When activist billionaire Nelson Peltz jumped aboard the General Electric (GE) bandwagon last October with a $2.5 billion investment from his fund, Trian Partners, investors flocked to his bullish thesis of a share-price reversal.
GE was then at the peak of its industrial overhaul, only months after CEO Jeff Immelt announced his plans to unwind the manufacturer's longtime lending arm, GE Capital, a division analysts had grown to consider unpredictable, and a central driver for GE's messy entanglement in the 2008 financial crisis.
Trian's report on GE -- entitled "Transformation Underway ... But Nobody Cares" -- predicted that GE would finally catch up with outperforming peers Honeywell (HON) and 3M (MMM), and would trade at about $40 to $45 per share by the end of 2017.
It seems a far cry from where shares trade today, but Monday's announcement that GE closed its sale of $16 billion online deposits to Goldman Sachs (GS) -- the latest of Immelt's string of megadeals -- could go a long way. And the news will undoubtedly help GE scrap its onerous Federal Reserve label as a Systemically Important Financial Institution, or SIFI, an instrumental step in the process.
"With this sale, we are now in a position to fully exit the U.S. banking system by extinguishing our final U.S. bank charter and terminating our FDIC insurance, which we are targeting to complete by the end of this week," GE Capital CEO Keith Sherin said in a Monday statement.
But as shares trade at about $31 with earnings around the corner, many wonder if GE -- an investment held in Jim Cramer's Action Alerts PLUS charitable trust -- can still hit the nearly 50% share price expansion that is required of Trian's high-end estimate.

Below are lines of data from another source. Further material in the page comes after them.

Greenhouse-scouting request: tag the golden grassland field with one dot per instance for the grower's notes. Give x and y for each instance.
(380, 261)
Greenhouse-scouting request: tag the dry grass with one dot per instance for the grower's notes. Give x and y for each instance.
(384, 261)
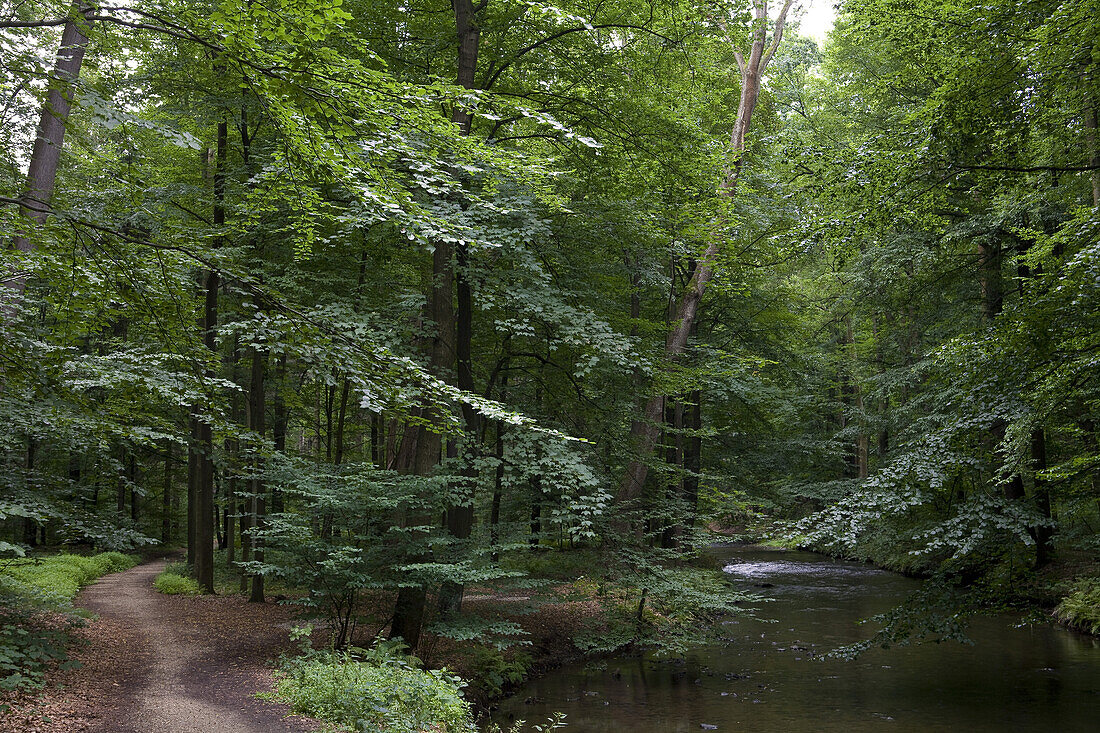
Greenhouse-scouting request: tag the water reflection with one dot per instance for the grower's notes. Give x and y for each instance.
(772, 675)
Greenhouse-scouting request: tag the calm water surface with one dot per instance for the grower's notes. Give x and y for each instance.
(773, 676)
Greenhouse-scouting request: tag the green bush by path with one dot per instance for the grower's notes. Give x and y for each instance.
(374, 690)
(172, 583)
(30, 641)
(54, 581)
(1081, 608)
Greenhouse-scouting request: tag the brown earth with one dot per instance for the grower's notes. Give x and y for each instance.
(168, 664)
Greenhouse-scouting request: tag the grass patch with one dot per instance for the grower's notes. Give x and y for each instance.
(174, 582)
(36, 611)
(376, 689)
(53, 581)
(1081, 608)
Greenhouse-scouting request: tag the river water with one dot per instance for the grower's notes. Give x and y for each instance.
(773, 676)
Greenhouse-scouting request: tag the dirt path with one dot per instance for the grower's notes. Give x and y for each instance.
(168, 664)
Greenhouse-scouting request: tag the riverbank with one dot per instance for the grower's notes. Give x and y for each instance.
(776, 671)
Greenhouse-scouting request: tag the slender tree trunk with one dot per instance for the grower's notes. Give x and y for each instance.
(166, 495)
(204, 515)
(421, 446)
(494, 517)
(45, 156)
(645, 430)
(256, 418)
(132, 481)
(282, 415)
(1043, 534)
(194, 460)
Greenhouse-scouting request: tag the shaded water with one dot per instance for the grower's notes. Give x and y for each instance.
(773, 677)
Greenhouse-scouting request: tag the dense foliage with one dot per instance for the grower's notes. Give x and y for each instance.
(378, 297)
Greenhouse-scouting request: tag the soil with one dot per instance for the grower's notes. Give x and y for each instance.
(169, 664)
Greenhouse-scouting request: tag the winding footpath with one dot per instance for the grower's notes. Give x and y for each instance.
(168, 664)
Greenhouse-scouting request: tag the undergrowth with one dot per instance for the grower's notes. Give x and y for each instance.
(175, 581)
(376, 689)
(36, 611)
(1080, 609)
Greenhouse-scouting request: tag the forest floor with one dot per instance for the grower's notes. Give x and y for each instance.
(171, 664)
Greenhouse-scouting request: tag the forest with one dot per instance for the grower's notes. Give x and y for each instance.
(457, 335)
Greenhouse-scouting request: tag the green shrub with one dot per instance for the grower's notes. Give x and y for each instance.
(492, 671)
(374, 690)
(171, 583)
(28, 645)
(54, 581)
(1081, 608)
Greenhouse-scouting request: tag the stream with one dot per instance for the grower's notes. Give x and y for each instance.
(772, 674)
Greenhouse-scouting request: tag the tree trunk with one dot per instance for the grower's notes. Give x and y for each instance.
(204, 515)
(1044, 534)
(45, 156)
(645, 430)
(420, 446)
(194, 460)
(166, 495)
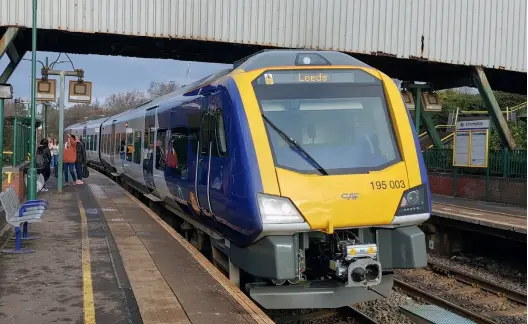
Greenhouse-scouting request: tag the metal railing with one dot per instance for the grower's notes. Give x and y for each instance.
(506, 163)
(17, 150)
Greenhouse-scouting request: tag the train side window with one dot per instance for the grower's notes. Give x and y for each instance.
(205, 134)
(220, 141)
(161, 147)
(130, 145)
(137, 147)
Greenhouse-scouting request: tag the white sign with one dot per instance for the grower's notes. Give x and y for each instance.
(479, 146)
(472, 124)
(461, 149)
(471, 149)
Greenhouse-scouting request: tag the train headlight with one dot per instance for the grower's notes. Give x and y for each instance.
(277, 210)
(414, 201)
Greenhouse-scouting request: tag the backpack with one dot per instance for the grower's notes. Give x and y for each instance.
(39, 160)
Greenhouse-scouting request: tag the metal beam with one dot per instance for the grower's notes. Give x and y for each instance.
(481, 81)
(430, 127)
(10, 68)
(7, 39)
(7, 46)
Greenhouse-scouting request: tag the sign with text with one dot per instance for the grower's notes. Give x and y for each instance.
(80, 92)
(472, 124)
(470, 148)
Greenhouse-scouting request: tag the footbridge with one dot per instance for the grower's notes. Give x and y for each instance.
(448, 43)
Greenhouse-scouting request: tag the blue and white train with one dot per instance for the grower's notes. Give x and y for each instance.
(297, 172)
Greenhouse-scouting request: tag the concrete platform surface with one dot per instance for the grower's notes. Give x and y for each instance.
(503, 217)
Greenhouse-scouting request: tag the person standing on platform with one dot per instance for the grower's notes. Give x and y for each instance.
(80, 159)
(69, 157)
(54, 148)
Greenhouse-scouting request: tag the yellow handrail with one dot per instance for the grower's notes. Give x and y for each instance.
(443, 140)
(438, 126)
(484, 112)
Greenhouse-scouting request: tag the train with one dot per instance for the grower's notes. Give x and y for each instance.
(298, 173)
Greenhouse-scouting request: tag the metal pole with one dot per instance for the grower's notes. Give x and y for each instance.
(45, 120)
(417, 109)
(61, 130)
(1, 139)
(32, 174)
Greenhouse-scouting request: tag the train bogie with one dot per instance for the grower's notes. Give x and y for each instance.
(300, 169)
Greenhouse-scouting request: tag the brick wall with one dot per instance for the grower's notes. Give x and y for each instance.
(502, 190)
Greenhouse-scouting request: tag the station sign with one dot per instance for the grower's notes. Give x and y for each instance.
(471, 143)
(80, 92)
(46, 90)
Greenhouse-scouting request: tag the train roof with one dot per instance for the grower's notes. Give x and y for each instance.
(294, 57)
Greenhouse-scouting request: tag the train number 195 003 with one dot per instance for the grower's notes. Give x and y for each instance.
(383, 185)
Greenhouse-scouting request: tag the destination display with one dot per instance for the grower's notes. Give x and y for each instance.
(315, 76)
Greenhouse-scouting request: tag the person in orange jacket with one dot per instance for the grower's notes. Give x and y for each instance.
(69, 157)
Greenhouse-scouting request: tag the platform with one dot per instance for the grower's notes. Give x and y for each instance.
(103, 257)
(499, 216)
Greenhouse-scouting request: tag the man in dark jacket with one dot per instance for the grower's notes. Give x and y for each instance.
(80, 160)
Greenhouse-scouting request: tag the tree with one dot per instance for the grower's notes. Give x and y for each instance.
(158, 88)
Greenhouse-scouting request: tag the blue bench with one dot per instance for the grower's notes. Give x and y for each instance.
(18, 214)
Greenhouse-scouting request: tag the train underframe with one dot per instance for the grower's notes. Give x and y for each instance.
(307, 270)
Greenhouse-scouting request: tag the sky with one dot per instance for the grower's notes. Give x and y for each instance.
(110, 74)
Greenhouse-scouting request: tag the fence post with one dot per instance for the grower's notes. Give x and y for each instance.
(506, 162)
(487, 184)
(454, 180)
(15, 142)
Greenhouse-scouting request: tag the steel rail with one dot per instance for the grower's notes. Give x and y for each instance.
(430, 298)
(481, 283)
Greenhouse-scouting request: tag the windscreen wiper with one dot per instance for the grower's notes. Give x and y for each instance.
(296, 145)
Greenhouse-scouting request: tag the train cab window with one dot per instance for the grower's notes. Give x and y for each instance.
(344, 116)
(218, 129)
(205, 134)
(137, 147)
(161, 147)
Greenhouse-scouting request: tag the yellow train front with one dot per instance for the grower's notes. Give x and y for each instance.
(342, 183)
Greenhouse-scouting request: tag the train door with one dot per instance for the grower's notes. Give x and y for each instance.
(120, 146)
(148, 149)
(161, 141)
(203, 165)
(210, 162)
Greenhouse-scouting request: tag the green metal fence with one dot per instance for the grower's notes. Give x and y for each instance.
(16, 140)
(506, 163)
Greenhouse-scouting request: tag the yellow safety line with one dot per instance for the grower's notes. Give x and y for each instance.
(256, 313)
(88, 300)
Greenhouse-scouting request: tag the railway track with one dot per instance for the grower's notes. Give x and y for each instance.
(334, 316)
(479, 211)
(492, 303)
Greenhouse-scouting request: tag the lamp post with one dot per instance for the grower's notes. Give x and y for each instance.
(32, 173)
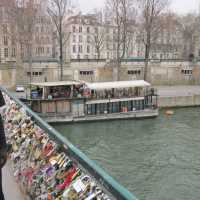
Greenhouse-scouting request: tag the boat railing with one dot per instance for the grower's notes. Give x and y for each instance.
(117, 191)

"The announcement ¿ which finalizes GE's exit from the U.S. banking system ¿ increases the already-high likelihood that the company sheds its SIFI designation," Action Alerts PLUS co-manager Jack Mohr said in a Monday email. "More broadly, the news emboldens our bullish thesis, which is predicated on our belief that the stock has room for the further multiple expansion as the company's industrial earnings rise and capital assets are shed -- two developments that are happening in an environment where industrial comps trade at a higher multiple relative to banks."
Nick Heymann, a senior analyst at William Blair, is also among those who continue to believe GE is trading at a steep discount. In fact, shares could rise as high as $38 this year, Heymann said in a Friday email to Real Money, which underscored that the market continues to underestimate GE's potential to return cash to shareholders from its industrial overhaul.

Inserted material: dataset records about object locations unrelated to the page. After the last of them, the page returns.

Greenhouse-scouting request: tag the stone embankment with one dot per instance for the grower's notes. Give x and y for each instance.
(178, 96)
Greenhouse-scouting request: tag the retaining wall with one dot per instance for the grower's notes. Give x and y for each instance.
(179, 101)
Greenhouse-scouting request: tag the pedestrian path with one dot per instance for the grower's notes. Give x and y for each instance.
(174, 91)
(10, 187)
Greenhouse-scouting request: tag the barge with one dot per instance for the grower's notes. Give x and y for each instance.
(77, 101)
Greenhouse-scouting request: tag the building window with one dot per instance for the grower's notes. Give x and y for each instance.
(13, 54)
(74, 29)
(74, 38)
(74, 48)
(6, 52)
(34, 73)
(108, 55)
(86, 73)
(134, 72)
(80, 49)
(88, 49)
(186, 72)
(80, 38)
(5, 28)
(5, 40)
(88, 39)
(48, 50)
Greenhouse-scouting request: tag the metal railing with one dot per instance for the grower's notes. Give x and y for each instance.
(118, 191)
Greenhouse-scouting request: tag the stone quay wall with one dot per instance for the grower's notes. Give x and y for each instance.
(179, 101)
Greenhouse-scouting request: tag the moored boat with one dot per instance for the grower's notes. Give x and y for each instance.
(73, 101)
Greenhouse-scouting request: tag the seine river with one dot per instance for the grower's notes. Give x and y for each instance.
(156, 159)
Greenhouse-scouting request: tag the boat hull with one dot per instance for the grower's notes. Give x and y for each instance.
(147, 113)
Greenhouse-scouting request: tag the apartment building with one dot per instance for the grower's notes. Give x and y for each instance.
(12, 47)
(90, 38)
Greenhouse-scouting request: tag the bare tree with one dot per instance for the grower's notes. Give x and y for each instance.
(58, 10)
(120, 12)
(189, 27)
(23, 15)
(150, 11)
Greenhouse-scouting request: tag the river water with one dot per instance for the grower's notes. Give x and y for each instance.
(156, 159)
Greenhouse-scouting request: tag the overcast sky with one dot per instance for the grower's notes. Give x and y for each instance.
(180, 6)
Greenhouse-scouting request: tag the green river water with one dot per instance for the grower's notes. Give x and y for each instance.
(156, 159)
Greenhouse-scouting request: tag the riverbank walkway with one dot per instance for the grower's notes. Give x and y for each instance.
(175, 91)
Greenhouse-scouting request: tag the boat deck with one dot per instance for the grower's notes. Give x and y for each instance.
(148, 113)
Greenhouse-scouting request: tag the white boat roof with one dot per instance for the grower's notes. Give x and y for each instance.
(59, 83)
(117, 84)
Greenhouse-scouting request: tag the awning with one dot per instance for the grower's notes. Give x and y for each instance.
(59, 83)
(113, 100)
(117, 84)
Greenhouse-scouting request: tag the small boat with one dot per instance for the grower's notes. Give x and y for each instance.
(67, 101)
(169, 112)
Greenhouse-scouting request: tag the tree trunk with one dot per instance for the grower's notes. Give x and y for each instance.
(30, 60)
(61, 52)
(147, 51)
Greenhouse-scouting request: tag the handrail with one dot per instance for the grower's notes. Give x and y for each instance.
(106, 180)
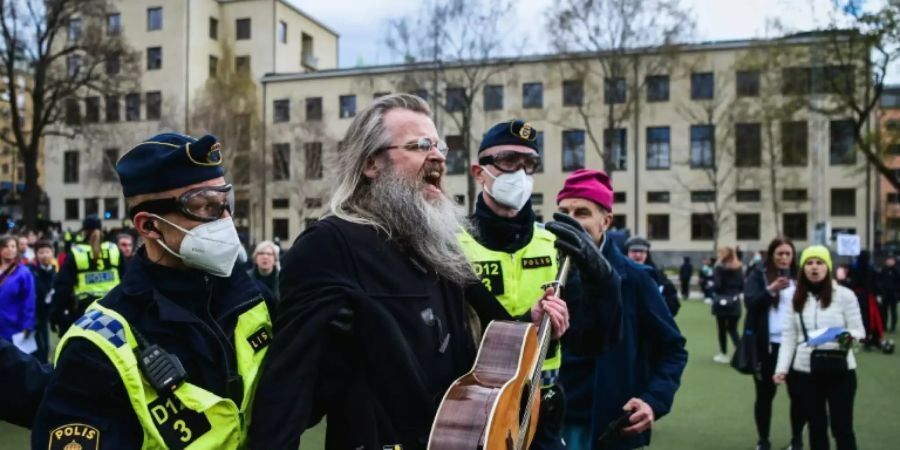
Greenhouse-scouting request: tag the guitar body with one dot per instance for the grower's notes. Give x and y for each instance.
(483, 408)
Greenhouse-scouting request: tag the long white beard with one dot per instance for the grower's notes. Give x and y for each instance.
(428, 227)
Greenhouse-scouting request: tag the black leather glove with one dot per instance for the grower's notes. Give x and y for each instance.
(574, 242)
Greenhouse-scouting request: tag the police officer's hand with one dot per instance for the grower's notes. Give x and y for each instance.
(573, 241)
(556, 308)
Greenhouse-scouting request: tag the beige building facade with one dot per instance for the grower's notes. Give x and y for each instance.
(181, 45)
(695, 142)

Part of the reason, according to Heymann, is GE will likely hit the brakes on its recent buying spree, which included its biggest-ever acquisition in the purchase of French turbine-maker Alstom's (ALSMY) grid businesses for $10.3 billion last fall.

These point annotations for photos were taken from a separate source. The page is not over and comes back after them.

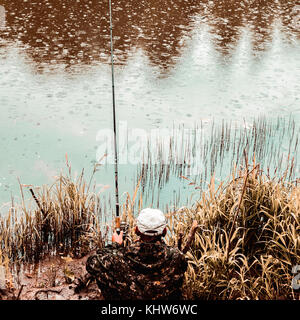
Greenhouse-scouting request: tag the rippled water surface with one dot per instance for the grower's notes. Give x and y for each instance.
(176, 62)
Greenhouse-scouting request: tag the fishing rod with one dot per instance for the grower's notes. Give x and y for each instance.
(118, 220)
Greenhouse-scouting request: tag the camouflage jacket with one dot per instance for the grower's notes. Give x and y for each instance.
(147, 271)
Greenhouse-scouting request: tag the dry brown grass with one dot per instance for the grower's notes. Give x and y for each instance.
(65, 222)
(245, 248)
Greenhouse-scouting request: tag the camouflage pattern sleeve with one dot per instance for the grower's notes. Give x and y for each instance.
(147, 271)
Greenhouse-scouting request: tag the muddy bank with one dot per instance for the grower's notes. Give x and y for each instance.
(54, 278)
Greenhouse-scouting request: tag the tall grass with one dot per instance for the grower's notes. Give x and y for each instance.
(248, 240)
(66, 220)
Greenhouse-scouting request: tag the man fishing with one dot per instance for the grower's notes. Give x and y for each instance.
(148, 269)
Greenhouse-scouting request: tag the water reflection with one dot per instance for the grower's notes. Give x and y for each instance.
(53, 31)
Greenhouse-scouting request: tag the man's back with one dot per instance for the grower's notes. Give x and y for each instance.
(145, 270)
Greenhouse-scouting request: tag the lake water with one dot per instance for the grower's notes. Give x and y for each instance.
(191, 63)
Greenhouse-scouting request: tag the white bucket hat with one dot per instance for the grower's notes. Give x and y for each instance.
(151, 222)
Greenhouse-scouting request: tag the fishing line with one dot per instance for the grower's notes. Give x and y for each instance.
(114, 122)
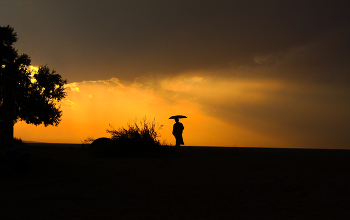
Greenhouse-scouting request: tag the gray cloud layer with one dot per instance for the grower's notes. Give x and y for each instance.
(128, 39)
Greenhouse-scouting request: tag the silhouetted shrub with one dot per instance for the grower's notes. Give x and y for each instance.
(137, 136)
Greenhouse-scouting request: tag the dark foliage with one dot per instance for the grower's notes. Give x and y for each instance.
(35, 96)
(137, 136)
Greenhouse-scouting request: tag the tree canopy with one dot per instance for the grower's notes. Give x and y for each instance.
(34, 95)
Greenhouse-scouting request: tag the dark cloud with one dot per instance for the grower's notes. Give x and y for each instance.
(128, 39)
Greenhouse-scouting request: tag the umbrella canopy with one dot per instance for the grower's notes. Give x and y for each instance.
(177, 116)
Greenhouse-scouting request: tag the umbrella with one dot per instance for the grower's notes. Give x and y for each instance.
(177, 116)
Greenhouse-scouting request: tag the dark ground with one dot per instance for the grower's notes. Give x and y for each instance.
(196, 183)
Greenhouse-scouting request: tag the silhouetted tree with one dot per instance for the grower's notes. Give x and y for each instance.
(26, 96)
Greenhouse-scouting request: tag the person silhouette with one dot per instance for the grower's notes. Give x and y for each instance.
(177, 132)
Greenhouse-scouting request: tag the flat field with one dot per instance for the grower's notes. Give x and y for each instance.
(196, 183)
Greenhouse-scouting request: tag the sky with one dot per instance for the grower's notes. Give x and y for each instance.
(246, 73)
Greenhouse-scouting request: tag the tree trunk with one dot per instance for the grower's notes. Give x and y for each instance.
(8, 108)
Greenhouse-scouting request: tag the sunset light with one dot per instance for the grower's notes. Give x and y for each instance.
(245, 74)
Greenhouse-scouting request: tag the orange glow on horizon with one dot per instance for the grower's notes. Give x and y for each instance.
(92, 106)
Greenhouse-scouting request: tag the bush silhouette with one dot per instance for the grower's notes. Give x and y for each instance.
(137, 136)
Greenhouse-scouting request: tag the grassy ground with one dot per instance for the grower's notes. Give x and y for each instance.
(197, 183)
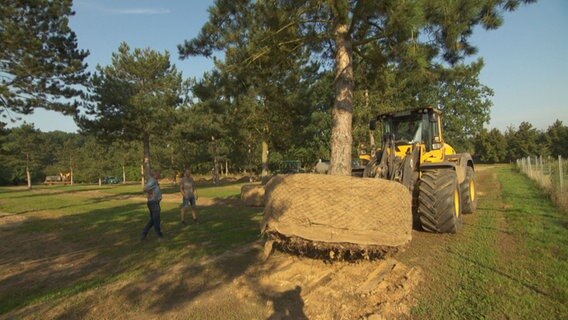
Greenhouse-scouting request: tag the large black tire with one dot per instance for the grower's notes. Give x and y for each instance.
(469, 198)
(439, 201)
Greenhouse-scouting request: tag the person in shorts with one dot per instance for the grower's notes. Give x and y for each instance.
(154, 196)
(189, 195)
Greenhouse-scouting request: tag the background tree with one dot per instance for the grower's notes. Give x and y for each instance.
(134, 98)
(40, 65)
(557, 139)
(490, 146)
(22, 144)
(523, 142)
(409, 35)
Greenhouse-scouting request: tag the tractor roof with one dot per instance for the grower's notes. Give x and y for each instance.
(408, 112)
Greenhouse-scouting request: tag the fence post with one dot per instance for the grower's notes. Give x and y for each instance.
(560, 173)
(541, 172)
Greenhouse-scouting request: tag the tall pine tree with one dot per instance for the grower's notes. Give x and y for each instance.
(405, 34)
(40, 65)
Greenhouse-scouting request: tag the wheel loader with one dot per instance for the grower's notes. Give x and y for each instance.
(414, 179)
(414, 154)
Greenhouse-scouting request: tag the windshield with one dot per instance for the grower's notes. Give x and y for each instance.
(408, 129)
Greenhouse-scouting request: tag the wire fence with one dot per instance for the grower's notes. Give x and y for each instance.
(550, 173)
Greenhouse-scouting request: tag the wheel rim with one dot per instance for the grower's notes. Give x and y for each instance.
(456, 202)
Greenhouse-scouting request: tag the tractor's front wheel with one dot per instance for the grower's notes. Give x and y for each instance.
(439, 201)
(469, 198)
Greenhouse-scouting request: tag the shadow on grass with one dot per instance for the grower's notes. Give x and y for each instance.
(525, 284)
(49, 261)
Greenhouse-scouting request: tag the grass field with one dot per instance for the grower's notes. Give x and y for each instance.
(74, 252)
(76, 239)
(509, 262)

This is largely because the manufacturer is "heavily incentivized" to return much of its free cash flow -- from asset sales and operations -- to shareholders, especially as "everyone knows the stock is not reflecting the true underlying potential," Heymann added. (GE sold $157 billion in financial assets last year alone, in its quest to scrap its SIFI label.)
And with earnings set to be released Friday, many on Wall Street share Heymann's bullish view that GE can meet Peltz's expectations, which include GE returning $100 billion in capital to investors through the end of 2018.
Morgan Stanley, which maintains a $37 high-end price target for GE over the next 12 months, said GE could unveil a more substantial buyback initiative on its Friday call with analysts, which could help offset a somewhat dismal start to 2016.
"Upside surprises could come from a stronger start on the buyback (we look for $4 billion-$5 billion during 1Q) and a modest upsizing on Capital dividends given the accelerated disposal," an analyst group led by Nigel Coe said in a report last week.
In all, the average 12-month price target for GE is $34, with 69% of the manufacturer's listed analysts maintaining Buy ratings, and 31% with Holds, based on Bloomberg consensus data.